I met this horse on my first trip to Sable Island in June of 2012.
The lineage of these horses is one of their many great mysteries. For example, with over 400 horses on the island, only a handful have chestnut blonde manes. Due to his unique look and immense personality, I had affectionately named this horse Legend.
He was a bachelor at the time of my first visit, and I had spent days following him. There was a wildness to his presence that I eagerly wanted to capture on camera. I knew if I came back to the island I would seek him out, but on my second trip there, four years later, it looked like I was out of luck.
Keep in mind that Sable is a blip on the Earth’s radar, measuring in at 26 miles long and a mere .93 miles at its widest.
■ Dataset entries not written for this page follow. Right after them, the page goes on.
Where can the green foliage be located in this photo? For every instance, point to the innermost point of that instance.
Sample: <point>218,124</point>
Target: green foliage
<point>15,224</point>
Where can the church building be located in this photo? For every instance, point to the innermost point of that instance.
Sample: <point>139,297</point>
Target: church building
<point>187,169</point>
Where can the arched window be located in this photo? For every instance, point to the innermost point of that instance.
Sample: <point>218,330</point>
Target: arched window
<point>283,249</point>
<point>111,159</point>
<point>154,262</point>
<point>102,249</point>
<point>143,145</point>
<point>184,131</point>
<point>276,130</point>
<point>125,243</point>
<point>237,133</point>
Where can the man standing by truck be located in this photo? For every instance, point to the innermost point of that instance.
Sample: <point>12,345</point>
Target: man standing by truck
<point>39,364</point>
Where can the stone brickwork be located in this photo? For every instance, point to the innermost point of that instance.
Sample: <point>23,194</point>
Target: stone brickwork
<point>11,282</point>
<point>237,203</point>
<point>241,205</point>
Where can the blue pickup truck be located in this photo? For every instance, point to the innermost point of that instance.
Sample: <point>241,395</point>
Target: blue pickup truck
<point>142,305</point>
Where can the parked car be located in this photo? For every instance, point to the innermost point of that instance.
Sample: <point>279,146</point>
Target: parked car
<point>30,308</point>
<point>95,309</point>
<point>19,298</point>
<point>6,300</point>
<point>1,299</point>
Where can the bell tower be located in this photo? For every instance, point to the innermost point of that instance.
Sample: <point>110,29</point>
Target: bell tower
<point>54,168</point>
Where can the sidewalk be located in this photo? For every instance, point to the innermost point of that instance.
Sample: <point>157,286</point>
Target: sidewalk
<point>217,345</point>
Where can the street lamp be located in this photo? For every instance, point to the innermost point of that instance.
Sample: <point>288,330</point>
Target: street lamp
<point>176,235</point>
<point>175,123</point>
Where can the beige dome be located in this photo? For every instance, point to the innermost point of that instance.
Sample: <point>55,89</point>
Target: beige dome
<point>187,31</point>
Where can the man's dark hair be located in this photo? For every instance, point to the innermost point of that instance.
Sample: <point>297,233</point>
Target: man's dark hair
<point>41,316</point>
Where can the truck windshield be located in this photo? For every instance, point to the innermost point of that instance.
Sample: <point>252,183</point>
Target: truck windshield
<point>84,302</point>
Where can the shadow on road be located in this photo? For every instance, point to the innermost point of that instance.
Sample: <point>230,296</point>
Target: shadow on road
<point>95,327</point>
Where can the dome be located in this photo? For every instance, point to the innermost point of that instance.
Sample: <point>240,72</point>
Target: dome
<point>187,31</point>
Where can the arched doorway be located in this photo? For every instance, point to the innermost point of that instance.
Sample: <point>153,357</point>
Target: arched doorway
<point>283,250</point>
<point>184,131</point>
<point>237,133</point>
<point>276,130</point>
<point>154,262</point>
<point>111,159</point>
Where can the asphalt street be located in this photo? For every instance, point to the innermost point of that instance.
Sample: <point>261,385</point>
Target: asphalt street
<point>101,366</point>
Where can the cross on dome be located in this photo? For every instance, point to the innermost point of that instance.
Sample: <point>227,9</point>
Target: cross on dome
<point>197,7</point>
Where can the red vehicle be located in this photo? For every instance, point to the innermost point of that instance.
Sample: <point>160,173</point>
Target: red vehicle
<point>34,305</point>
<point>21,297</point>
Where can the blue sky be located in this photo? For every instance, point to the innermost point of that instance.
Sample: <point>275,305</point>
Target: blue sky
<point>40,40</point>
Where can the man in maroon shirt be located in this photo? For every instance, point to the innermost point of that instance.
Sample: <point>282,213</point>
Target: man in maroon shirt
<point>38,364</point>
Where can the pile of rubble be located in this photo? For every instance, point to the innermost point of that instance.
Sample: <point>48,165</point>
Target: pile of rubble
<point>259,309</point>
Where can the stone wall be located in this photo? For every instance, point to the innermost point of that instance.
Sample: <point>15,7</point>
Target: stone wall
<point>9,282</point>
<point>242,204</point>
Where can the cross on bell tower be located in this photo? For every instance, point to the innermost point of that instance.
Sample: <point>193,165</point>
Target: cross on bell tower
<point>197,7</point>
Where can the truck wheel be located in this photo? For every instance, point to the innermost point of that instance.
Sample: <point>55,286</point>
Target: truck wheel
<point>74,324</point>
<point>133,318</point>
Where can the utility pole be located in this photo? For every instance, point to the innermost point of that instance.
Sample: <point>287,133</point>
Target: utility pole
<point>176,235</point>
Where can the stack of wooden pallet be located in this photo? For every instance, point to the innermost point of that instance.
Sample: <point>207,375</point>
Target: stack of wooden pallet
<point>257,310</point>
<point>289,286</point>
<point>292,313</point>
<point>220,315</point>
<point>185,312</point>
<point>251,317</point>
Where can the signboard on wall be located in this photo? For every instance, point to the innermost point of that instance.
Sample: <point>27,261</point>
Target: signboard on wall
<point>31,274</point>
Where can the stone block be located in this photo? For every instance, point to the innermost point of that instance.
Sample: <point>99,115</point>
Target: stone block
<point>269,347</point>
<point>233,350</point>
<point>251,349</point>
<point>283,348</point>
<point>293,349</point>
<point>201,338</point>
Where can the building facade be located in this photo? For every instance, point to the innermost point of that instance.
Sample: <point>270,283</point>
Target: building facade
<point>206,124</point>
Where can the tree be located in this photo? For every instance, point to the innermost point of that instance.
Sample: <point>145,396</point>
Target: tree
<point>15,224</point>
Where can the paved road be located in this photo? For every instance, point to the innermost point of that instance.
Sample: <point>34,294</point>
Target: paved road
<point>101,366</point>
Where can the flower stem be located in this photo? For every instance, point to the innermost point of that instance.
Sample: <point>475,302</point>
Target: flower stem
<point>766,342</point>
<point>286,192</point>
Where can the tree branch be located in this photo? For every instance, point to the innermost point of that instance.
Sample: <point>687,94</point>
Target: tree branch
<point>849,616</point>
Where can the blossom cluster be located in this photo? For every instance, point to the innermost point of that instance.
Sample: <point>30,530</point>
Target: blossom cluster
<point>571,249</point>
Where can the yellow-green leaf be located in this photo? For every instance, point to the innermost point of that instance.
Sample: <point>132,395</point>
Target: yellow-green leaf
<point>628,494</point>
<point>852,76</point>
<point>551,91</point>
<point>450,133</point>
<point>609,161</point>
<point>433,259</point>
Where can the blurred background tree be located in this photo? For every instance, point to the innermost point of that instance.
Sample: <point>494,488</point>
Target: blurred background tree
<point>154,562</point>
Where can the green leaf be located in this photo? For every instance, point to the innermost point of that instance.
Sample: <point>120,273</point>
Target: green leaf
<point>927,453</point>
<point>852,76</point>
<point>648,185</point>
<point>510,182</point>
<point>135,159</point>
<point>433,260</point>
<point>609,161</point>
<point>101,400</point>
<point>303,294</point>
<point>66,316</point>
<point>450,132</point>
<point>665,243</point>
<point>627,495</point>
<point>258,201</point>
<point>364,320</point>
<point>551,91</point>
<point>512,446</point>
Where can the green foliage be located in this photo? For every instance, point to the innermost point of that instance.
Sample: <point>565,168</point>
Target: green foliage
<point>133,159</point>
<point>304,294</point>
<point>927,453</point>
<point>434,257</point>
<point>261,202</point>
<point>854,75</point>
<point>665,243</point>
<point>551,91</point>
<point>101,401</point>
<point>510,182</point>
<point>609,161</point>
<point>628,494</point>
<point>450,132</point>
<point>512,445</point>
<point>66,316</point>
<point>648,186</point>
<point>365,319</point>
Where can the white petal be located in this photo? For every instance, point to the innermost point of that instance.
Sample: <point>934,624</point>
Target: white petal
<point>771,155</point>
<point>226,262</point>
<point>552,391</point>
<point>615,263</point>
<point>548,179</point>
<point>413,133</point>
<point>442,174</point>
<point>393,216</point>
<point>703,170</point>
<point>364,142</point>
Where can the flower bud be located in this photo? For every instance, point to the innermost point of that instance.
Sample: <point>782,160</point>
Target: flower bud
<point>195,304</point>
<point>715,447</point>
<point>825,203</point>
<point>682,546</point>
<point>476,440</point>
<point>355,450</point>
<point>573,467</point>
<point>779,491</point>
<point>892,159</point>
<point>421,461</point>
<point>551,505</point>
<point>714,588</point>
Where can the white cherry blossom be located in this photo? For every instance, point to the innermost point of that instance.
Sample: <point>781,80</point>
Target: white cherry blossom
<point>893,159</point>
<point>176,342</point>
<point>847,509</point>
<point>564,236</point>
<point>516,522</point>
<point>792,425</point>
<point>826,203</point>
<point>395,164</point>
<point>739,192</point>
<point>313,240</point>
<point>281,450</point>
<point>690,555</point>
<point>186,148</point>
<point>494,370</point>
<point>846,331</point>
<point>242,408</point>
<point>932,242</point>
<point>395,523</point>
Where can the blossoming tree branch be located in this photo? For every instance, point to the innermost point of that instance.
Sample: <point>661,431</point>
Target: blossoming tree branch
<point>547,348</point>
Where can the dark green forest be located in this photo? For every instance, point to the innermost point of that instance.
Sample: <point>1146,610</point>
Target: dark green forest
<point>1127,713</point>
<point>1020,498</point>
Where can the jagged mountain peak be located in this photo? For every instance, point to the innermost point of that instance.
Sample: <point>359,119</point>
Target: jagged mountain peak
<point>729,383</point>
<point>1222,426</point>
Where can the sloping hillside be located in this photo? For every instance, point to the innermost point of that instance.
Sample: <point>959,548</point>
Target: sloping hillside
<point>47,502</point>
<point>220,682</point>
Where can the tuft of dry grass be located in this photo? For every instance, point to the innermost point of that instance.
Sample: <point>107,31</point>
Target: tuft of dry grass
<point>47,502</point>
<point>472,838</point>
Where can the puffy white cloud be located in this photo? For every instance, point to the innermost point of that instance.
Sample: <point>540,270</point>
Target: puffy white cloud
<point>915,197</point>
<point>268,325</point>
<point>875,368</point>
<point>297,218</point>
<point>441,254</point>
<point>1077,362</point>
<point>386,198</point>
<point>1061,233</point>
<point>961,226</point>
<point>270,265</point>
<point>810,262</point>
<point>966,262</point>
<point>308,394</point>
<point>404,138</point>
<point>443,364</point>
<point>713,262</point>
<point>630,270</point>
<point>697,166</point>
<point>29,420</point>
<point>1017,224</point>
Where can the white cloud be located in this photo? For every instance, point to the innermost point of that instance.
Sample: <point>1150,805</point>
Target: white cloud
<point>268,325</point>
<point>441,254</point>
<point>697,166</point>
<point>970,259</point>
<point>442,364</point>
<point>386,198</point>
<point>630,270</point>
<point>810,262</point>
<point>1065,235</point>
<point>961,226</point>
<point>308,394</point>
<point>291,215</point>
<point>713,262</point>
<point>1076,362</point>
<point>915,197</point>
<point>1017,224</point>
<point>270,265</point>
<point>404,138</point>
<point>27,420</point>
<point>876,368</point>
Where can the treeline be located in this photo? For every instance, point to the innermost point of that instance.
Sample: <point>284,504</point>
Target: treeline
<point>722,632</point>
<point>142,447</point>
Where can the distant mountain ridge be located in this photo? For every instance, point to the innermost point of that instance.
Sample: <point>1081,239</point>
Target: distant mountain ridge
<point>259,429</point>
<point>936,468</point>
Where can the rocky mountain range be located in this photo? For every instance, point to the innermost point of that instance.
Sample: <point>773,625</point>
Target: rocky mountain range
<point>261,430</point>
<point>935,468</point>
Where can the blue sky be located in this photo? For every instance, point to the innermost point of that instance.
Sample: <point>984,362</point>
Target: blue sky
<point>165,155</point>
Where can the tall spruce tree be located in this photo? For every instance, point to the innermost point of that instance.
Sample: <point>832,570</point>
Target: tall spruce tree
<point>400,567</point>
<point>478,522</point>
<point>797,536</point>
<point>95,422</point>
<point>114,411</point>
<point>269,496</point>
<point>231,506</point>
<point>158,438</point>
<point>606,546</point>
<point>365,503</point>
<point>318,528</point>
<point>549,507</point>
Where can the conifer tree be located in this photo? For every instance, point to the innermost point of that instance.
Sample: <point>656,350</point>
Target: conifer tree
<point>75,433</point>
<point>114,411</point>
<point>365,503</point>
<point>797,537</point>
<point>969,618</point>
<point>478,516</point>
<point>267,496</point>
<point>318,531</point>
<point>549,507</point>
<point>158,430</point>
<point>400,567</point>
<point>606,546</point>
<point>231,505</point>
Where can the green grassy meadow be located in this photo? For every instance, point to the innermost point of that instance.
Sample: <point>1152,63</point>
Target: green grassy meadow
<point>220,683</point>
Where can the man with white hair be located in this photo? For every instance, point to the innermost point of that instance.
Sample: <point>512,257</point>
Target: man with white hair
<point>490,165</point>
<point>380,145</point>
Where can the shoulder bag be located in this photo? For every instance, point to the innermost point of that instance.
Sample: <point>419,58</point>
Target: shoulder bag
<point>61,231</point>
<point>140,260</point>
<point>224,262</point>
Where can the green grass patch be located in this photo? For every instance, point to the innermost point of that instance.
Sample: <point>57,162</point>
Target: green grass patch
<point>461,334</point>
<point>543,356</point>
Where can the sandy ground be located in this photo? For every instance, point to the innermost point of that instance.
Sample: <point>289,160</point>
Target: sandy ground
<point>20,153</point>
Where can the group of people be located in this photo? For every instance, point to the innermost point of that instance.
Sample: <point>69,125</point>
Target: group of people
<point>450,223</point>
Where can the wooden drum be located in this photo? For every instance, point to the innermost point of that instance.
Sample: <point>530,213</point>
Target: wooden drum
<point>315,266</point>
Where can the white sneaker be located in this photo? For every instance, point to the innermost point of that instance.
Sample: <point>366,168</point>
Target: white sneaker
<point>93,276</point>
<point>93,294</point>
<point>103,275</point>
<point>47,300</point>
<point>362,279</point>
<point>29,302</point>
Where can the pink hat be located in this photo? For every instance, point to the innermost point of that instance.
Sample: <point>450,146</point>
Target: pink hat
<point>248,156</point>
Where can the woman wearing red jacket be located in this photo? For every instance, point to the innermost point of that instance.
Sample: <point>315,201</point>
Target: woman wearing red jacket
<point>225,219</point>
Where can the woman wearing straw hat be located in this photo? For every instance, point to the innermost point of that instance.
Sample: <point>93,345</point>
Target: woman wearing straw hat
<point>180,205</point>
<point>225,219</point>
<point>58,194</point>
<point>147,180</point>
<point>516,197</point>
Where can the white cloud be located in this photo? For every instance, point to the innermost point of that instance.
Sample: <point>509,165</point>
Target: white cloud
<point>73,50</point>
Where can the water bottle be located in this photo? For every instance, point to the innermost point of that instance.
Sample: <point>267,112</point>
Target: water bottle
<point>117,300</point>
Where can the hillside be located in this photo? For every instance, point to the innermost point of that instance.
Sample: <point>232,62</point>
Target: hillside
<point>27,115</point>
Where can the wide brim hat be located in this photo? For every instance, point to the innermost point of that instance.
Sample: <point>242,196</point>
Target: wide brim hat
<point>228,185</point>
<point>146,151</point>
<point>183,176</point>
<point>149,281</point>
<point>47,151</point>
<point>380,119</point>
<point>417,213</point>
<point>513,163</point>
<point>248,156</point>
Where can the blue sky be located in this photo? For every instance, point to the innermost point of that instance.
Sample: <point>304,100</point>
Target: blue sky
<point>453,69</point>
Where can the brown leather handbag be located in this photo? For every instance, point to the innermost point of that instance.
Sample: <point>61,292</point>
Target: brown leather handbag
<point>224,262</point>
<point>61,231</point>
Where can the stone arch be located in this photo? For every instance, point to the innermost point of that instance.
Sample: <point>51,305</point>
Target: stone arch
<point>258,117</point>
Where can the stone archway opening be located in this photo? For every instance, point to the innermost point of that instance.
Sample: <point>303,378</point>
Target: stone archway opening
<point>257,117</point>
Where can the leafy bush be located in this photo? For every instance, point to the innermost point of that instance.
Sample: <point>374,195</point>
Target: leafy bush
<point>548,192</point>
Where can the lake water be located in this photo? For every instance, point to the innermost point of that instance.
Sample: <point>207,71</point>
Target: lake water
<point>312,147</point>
Without having seen this identifiable horse by my 5th day, I came to the conclusion that I was probably not to see him at all. There are so many ways that life on the island is complicated, from the harsh, cold winters & the lack of shelter to the relentless winds. I feared the worst.
As a last effort I decided to set out to the Westernmost tip of the island, a seven-hour-long round trip hike, and there he was – with a family. Although many horses on the island go their entire lives without finding a mate, it seemed that Legend had comfortably settled into the next phase of his life, and he had two foals and his mare by his side. His epic blonde mane was so long it brushed the ground.
This image is of “Legend” chasing after one of his mischievous foals. I focused my camera on him as he galloped across the land to corral his child back to the safety of his watch. It felt like the larger than life, wild spirit of Legend from when I had originally met him was inherited by his son.
Before I left the island, the scientists had lovingly named one of Legend’s young foals Emerson after my newborn child.